7 Gedanken zu „na gut…“

  1. So stelle ich mir Künstler vor! Farbe auf dem Boden & turkisierende Diwanüberwürfe!

    PS: Die Wand ist toll! (Nein, ich meine nicht die Bilder, die sicher auch, von näherem, ich meine die Wand!)

    Halten’S Ihr Ohrwaschel fest, ich steck‘ mir jetzt ein Zigarillo in das meine, Ihr
    B&M

    [Nächste Woche bin ich übrigens geschieden, was sagen Sie nun dazu?]

  2. REPLY:
    genau so ist’s! auf dem diwan ein/zwei musen (nackt), ein bisschen pinseln und eine portion guten weines an reh oder döner (geht auf mich). morgens dann schlafen bis neun-dreißig, dann duschen zu dritt und kaffee/croissant/neuezürcher im café, alleine. gegen zwölf kommt der galerist/galeristin in’s haus, nimmt neue arbeiten mit und bezahlt direkt und in bar. sodann mittagsruhe (ggf. mit muse, sex lieber am tage), hernach dreißig minuten rennen und dann drei stunden konzentrierte atelierarbeit. frischmachen für die abendaktivitäten, kommunikation, socialising, kontakte pipapo, mit taxi retour und danach weitere drei stunden spätabendliche atelierarbeit, avec musen incl. ggf. chichi. so gesehen, lieber books ’n more, kann ich wahrlich nicht klagen!

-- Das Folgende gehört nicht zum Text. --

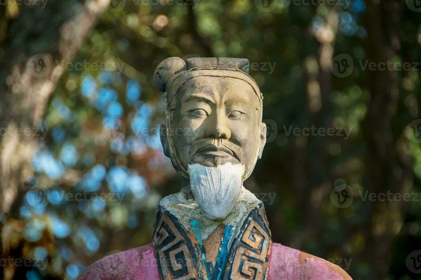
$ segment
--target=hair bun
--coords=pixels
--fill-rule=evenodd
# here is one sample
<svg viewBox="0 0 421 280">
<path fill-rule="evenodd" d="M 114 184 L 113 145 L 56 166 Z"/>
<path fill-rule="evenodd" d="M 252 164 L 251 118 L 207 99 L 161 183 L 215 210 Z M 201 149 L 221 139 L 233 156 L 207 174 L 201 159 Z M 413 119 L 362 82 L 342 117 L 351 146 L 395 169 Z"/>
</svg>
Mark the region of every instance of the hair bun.
<svg viewBox="0 0 421 280">
<path fill-rule="evenodd" d="M 187 70 L 186 62 L 179 57 L 168 57 L 157 66 L 152 82 L 161 92 L 165 92 L 167 84 L 179 73 Z"/>
</svg>

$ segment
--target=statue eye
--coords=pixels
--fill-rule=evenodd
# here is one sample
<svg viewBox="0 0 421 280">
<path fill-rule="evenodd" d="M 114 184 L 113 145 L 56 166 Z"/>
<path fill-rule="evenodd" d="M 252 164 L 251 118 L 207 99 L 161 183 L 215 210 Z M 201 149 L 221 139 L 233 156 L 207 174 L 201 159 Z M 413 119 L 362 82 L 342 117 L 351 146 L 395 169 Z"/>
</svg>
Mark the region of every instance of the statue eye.
<svg viewBox="0 0 421 280">
<path fill-rule="evenodd" d="M 196 109 L 190 111 L 190 113 L 199 117 L 205 117 L 208 116 L 206 111 L 203 109 Z"/>
<path fill-rule="evenodd" d="M 243 113 L 240 111 L 232 111 L 228 115 L 228 118 L 236 118 L 240 117 L 242 114 Z"/>
</svg>

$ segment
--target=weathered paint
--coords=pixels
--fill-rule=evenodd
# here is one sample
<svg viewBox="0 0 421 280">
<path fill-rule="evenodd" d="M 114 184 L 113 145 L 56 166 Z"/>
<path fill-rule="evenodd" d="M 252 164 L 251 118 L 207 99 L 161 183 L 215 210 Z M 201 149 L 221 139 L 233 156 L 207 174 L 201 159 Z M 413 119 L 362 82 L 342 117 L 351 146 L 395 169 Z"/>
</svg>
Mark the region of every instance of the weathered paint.
<svg viewBox="0 0 421 280">
<path fill-rule="evenodd" d="M 78 279 L 160 280 L 153 247 L 149 244 L 106 257 L 89 266 Z M 352 280 L 341 268 L 327 261 L 273 243 L 267 280 L 280 279 Z"/>
<path fill-rule="evenodd" d="M 234 237 L 234 226 L 228 225 L 226 225 L 224 229 L 224 237 L 221 238 L 215 267 L 213 268 L 210 273 L 210 278 L 212 279 L 220 280 L 222 276 L 222 272 L 228 256 L 228 244 L 231 238 Z"/>
<path fill-rule="evenodd" d="M 190 222 L 190 224 L 192 225 L 192 227 L 193 228 L 193 231 L 195 232 L 195 236 L 196 238 L 197 239 L 197 240 L 199 241 L 199 243 L 201 244 L 203 244 L 203 242 L 200 238 L 200 237 L 198 233 L 198 232 L 200 230 L 200 228 L 198 226 L 197 226 L 198 224 L 200 226 L 203 226 L 203 224 L 202 223 L 199 223 L 197 221 L 192 221 Z"/>
</svg>

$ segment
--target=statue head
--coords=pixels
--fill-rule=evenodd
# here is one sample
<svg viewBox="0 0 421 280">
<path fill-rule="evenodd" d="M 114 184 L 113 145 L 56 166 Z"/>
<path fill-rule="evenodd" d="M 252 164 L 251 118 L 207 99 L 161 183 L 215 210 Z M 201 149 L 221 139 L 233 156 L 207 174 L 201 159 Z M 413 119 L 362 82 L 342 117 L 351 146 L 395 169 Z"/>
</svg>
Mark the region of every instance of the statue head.
<svg viewBox="0 0 421 280">
<path fill-rule="evenodd" d="M 195 164 L 211 167 L 229 163 L 242 167 L 235 169 L 241 173 L 237 180 L 241 187 L 260 158 L 266 140 L 266 126 L 261 122 L 263 97 L 248 74 L 248 60 L 244 59 L 185 61 L 170 57 L 155 70 L 154 83 L 165 92 L 166 119 L 160 127 L 164 152 L 179 173 L 191 181 L 189 170 Z M 236 200 L 240 188 L 227 188 L 237 190 L 232 196 Z M 203 194 L 205 198 L 208 195 Z"/>
<path fill-rule="evenodd" d="M 187 165 L 230 162 L 251 173 L 266 142 L 262 96 L 248 74 L 248 60 L 170 57 L 157 67 L 154 82 L 165 94 L 161 141 L 181 176 Z"/>
</svg>

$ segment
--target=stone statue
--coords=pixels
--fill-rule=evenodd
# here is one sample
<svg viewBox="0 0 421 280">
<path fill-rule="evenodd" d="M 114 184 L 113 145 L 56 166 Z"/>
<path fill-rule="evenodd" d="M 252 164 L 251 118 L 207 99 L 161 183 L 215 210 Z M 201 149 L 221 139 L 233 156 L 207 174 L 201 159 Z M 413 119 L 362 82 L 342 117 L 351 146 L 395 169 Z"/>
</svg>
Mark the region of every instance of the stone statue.
<svg viewBox="0 0 421 280">
<path fill-rule="evenodd" d="M 272 243 L 263 203 L 242 186 L 266 140 L 263 96 L 248 60 L 170 57 L 154 83 L 160 127 L 181 191 L 157 208 L 152 244 L 101 259 L 91 279 L 351 280 L 335 264 Z"/>
</svg>

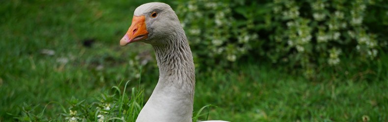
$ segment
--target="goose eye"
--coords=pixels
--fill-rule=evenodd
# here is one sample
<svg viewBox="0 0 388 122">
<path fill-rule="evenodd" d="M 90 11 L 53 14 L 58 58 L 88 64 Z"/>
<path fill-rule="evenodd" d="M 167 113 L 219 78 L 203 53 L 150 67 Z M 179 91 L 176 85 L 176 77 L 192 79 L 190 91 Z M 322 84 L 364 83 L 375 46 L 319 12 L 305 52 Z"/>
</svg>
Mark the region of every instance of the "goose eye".
<svg viewBox="0 0 388 122">
<path fill-rule="evenodd" d="M 156 18 L 156 16 L 158 16 L 158 13 L 156 13 L 156 12 L 152 12 L 152 14 L 151 14 L 151 18 Z"/>
</svg>

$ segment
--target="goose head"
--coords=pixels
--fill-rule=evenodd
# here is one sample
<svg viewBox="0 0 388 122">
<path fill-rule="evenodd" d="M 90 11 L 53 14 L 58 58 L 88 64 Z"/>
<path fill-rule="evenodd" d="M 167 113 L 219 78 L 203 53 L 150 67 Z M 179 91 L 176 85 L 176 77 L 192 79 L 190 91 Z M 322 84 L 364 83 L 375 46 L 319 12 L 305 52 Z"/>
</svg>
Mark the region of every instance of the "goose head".
<svg viewBox="0 0 388 122">
<path fill-rule="evenodd" d="M 150 44 L 163 43 L 161 39 L 173 37 L 183 31 L 178 17 L 167 4 L 150 2 L 135 10 L 132 23 L 120 41 L 120 45 L 141 41 Z"/>
</svg>

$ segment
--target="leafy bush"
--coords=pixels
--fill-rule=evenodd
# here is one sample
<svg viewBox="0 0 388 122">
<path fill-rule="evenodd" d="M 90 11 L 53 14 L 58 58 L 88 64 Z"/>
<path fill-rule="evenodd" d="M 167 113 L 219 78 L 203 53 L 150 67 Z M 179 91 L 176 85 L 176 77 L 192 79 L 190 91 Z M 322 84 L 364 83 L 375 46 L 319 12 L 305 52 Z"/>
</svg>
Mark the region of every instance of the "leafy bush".
<svg viewBox="0 0 388 122">
<path fill-rule="evenodd" d="M 177 3 L 194 57 L 207 65 L 261 57 L 311 75 L 317 65 L 338 65 L 342 56 L 370 61 L 387 49 L 388 3 L 382 0 Z"/>
</svg>

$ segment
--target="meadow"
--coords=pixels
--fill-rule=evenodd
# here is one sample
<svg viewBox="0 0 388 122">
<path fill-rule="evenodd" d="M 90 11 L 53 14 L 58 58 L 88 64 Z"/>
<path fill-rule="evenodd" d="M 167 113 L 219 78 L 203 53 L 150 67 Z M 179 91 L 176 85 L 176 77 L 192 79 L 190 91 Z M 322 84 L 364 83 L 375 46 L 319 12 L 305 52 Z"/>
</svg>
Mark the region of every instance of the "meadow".
<svg viewBox="0 0 388 122">
<path fill-rule="evenodd" d="M 145 2 L 0 1 L 0 122 L 97 121 L 97 111 L 133 121 L 158 69 L 150 45 L 119 41 Z M 342 57 L 314 78 L 254 58 L 206 66 L 196 71 L 194 119 L 388 121 L 388 56 L 379 55 L 368 63 Z M 108 102 L 114 107 L 102 110 Z"/>
</svg>

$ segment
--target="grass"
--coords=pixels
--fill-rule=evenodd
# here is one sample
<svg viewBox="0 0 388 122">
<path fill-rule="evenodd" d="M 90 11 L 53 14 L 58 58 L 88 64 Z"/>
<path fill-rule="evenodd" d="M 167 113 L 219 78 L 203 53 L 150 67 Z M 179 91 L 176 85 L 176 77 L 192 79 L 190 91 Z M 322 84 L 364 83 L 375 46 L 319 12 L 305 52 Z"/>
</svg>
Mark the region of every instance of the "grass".
<svg viewBox="0 0 388 122">
<path fill-rule="evenodd" d="M 0 121 L 32 115 L 65 119 L 72 109 L 95 120 L 107 101 L 118 106 L 106 111 L 107 117 L 134 120 L 158 70 L 149 45 L 120 47 L 118 41 L 143 2 L 0 1 Z M 194 116 L 205 114 L 194 119 L 386 122 L 386 56 L 362 67 L 344 58 L 314 79 L 255 61 L 238 69 L 198 72 Z"/>
</svg>

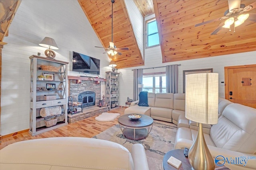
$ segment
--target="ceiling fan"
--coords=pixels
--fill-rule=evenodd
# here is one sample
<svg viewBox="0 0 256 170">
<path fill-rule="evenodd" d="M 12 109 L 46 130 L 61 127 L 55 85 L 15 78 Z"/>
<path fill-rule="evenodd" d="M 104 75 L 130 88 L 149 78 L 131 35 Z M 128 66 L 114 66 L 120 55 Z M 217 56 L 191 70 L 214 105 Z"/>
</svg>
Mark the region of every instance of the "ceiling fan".
<svg viewBox="0 0 256 170">
<path fill-rule="evenodd" d="M 211 35 L 213 35 L 216 34 L 222 27 L 229 28 L 229 31 L 231 31 L 230 27 L 232 24 L 234 25 L 234 32 L 235 32 L 235 27 L 243 23 L 247 19 L 251 21 L 256 22 L 256 14 L 244 14 L 255 8 L 256 2 L 246 6 L 244 4 L 240 4 L 241 0 L 228 0 L 228 9 L 224 13 L 224 16 L 198 23 L 195 25 L 195 27 L 226 19 L 212 33 Z"/>
<path fill-rule="evenodd" d="M 116 55 L 116 54 L 119 55 L 121 55 L 122 53 L 118 51 L 118 50 L 127 50 L 129 49 L 129 48 L 116 48 L 116 47 L 114 45 L 113 42 L 113 4 L 115 2 L 114 0 L 111 0 L 111 3 L 112 3 L 112 15 L 111 18 L 112 18 L 112 41 L 109 42 L 109 46 L 108 48 L 102 47 L 96 47 L 98 48 L 102 48 L 105 49 L 106 51 L 103 53 L 103 54 L 106 54 L 107 53 L 109 55 L 111 56 L 111 57 Z"/>
</svg>

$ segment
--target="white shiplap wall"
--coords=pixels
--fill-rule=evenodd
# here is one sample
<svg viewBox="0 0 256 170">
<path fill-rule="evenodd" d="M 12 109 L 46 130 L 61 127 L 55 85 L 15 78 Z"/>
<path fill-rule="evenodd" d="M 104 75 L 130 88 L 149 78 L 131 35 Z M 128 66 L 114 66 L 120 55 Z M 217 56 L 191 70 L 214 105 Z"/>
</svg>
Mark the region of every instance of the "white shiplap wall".
<svg viewBox="0 0 256 170">
<path fill-rule="evenodd" d="M 29 128 L 30 60 L 32 55 L 46 49 L 38 44 L 45 37 L 54 39 L 59 49 L 55 59 L 68 62 L 72 72 L 72 51 L 100 59 L 100 75 L 105 78 L 110 61 L 78 2 L 76 0 L 23 0 L 4 41 L 2 53 L 2 135 Z M 82 75 L 84 76 L 84 74 Z M 96 76 L 87 74 L 88 76 Z M 102 84 L 101 96 L 105 94 Z"/>
<path fill-rule="evenodd" d="M 130 21 L 132 26 L 137 44 L 142 58 L 144 56 L 144 18 L 133 1 L 125 0 Z"/>
</svg>

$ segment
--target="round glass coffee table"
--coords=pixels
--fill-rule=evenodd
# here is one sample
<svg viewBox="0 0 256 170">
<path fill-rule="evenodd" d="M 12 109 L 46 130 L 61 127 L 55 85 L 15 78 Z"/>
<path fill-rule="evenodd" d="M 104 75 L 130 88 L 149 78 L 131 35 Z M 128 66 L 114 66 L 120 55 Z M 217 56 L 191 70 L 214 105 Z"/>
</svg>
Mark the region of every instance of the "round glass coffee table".
<svg viewBox="0 0 256 170">
<path fill-rule="evenodd" d="M 140 114 L 141 117 L 132 119 L 130 114 L 123 115 L 118 118 L 118 123 L 124 136 L 134 141 L 146 139 L 152 129 L 154 120 L 151 117 Z"/>
</svg>

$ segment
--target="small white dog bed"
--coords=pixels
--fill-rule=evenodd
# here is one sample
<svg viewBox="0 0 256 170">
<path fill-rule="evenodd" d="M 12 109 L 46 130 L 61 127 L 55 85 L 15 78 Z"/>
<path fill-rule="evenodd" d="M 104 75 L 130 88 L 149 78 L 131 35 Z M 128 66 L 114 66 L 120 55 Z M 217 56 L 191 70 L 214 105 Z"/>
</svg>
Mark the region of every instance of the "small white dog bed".
<svg viewBox="0 0 256 170">
<path fill-rule="evenodd" d="M 120 113 L 103 112 L 99 116 L 95 117 L 95 120 L 99 121 L 112 121 L 120 115 Z"/>
</svg>

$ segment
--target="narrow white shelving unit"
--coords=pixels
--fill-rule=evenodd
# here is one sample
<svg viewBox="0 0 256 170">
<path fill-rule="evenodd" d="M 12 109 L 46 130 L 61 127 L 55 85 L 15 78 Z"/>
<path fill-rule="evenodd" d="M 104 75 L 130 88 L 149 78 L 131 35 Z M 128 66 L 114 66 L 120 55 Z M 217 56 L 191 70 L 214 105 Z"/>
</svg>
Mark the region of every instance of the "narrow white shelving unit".
<svg viewBox="0 0 256 170">
<path fill-rule="evenodd" d="M 106 101 L 111 110 L 119 106 L 119 73 L 109 71 L 106 76 Z"/>
</svg>

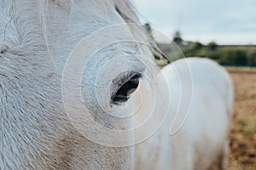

    was an der wand toll ist, das ist ihre durchbohrbarkeit. was aber ist ein „ohrwaschel“? und was hat ein zigarillio daran/darin zu suchen?

    und betr. scheidung: ich wollt’s ja feiern, aber so recht ist das nichts zum ganz echten feiern. dennoch, ein schritt in die wohl wenigstens wahre richtung. und der neue mai hat ja auch schon einzug gehalten bei ihnen, wenn ich das richtig sehe…? ;)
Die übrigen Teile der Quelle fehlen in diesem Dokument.